Equally dazzling are Ligion’s live gigs, which are full on contagious animation. “We work hard for our money every night,” June chuckles. “People usually have no idea who we are, and the first half of our set we get a mixed reaction. Like, ‘What am I watching?’ By the third song, they’re screaming and yelling and punching their fists in the air. That’s how we measure success.”
Joking aside, there is an intensity to Ligion, especially front man Ligion himself. Contorting and literally throwing himself into every word to each song as if it’s his last takes its toll. “Most nights we have to rush Ligion off the stage to catch him just before he pukes,” explains June. “He just doesn’t have any limits when he is up on stage.”
With that in mind, if the notion of five guys and equipment crammed in a van in search of rock & roll glory out on the open road sounds like a recipe for chaos, the group wouldn’t have it any other way.
“It can be a little hairy,” June laughs. “Recently, our van died and we had to cram three of the guys into the back box of a U-Haul truck to travel from Nashville to California. The mischief you can get into after being cooped up like that is no joke. But it was Cali; we made the most of it!” Lig interjects, “The five of us are pretty much best friends, and with everything we do, we just have a good time. We live for playing live. That 60 minutes onstage – that’s always been our thing.”
Although Ligion’s roots are from Cleveland, it was Nashville’s happening rock scene that drew the band out of its hometown comfort zone. Soon after relocating to Music City, while living on the floor of an office above a bar, the yet-to-be-signed outfit found itself added to the playlist of local rock radio outlet WBUZ “The Buzz.” Quickly becoming one of the most requested acts on the station, the exposure helped the group land on the same stages as Nickelback, Velvet Revolver, Puddle of Mudd, Staind, and Three Days Grace.

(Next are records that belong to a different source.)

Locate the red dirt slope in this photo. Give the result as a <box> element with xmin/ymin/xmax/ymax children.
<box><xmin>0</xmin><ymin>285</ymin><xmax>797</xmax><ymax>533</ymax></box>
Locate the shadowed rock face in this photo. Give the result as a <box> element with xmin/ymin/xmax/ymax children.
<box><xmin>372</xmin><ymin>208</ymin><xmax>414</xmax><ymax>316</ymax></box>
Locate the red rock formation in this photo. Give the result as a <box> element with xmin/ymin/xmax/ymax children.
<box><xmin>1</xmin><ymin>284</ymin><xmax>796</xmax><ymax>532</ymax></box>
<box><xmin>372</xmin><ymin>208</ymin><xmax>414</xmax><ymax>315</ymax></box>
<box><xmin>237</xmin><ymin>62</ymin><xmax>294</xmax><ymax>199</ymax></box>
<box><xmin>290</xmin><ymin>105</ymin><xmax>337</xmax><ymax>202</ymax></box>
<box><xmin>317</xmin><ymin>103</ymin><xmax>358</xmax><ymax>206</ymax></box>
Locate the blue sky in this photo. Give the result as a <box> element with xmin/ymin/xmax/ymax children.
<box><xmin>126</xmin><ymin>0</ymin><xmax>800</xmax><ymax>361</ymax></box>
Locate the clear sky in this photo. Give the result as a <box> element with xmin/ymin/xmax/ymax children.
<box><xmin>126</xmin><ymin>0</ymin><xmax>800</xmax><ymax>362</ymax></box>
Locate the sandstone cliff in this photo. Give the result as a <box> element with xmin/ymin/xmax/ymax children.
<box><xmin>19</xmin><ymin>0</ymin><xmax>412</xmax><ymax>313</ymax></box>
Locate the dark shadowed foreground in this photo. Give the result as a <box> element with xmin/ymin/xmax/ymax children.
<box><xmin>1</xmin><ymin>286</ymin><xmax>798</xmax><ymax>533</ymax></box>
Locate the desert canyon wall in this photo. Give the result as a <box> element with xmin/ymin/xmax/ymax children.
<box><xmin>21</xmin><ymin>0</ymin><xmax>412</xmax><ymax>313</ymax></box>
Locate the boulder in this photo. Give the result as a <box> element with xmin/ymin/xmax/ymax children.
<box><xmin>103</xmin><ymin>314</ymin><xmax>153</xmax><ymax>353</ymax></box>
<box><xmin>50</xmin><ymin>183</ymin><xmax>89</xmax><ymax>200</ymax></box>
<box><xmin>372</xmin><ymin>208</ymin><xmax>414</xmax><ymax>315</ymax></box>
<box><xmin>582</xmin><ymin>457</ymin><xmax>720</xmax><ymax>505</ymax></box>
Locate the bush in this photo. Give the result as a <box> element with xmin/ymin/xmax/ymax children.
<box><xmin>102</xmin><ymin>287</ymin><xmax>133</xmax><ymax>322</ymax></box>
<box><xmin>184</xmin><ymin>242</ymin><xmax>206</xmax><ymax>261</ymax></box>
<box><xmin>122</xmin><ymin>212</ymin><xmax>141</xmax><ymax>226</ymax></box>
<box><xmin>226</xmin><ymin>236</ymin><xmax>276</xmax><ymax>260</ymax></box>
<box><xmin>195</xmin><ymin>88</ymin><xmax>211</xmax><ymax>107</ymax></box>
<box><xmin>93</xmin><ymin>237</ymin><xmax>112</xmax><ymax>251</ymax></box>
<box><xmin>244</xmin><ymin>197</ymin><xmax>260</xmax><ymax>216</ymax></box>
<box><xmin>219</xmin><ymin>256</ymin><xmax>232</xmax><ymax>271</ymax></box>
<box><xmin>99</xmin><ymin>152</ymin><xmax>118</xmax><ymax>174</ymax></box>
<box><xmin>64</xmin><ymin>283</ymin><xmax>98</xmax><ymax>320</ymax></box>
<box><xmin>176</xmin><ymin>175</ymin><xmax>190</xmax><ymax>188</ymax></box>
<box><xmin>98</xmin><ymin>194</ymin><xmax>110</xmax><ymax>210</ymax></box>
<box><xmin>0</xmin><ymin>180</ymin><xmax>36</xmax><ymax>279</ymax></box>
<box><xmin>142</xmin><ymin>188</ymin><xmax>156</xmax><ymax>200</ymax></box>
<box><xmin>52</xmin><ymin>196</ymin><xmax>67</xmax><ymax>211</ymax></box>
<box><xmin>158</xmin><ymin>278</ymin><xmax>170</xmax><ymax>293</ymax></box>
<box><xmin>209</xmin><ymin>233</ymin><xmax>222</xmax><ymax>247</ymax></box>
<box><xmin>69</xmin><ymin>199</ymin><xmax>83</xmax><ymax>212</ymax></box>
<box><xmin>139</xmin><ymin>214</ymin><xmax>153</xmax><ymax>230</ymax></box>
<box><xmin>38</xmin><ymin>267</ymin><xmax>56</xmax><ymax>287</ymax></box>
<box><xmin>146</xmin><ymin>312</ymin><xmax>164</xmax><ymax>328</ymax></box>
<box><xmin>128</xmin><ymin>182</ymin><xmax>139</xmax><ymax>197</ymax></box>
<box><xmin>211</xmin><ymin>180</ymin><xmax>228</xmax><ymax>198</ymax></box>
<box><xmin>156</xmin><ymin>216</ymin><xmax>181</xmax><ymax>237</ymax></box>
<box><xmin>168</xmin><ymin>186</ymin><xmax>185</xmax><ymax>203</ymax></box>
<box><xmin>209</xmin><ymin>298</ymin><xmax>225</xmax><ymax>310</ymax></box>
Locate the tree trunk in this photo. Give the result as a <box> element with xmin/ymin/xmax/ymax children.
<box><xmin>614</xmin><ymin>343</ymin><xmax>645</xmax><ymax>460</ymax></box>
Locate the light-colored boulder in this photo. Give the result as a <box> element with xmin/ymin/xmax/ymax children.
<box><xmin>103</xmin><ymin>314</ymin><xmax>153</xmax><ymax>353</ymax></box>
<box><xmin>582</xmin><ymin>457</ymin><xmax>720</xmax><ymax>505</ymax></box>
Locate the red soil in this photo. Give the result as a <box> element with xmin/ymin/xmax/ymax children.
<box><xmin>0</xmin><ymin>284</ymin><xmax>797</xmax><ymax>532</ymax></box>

Despite the tendency to get lumped in with more meat and potatoes rock artists, there is an artful poise to Ligion on External Affairs. The memorable, guitar-steeped neon-glow of “Lost My Car” rivals The Killers and their glitter rock game, while the hard charging spirit of “Come On” is equal parts Interpol, Bloc Party, Oasis and Stone Temple Pilots.
Counting three part harmonies – a rare commodity in modern music – Ligion’s strength is its collaborative songwriting approach. “These songs all relate to each other,” the singer explains. “ When life is painful, instead of bottling things up, we get to put them out there and externalize them.” – Thus the title of their debut release, External Affairs. Ligion, poised for their debut release this spring, are already touring in advance of the album release, seeking to recruit a few good new rock and roll fans.
“Well pull into a town like San Antonio, where we’ve never played before and wind up getting an encore,” June enthuses. To which Lig counters in full rock mode, “That’s because we have really sweet asses.”
While that final point is subject to debate, few fortunate enough to find their ears around External Affairs will argue with the lure of its musical nectar. On the way, indeed.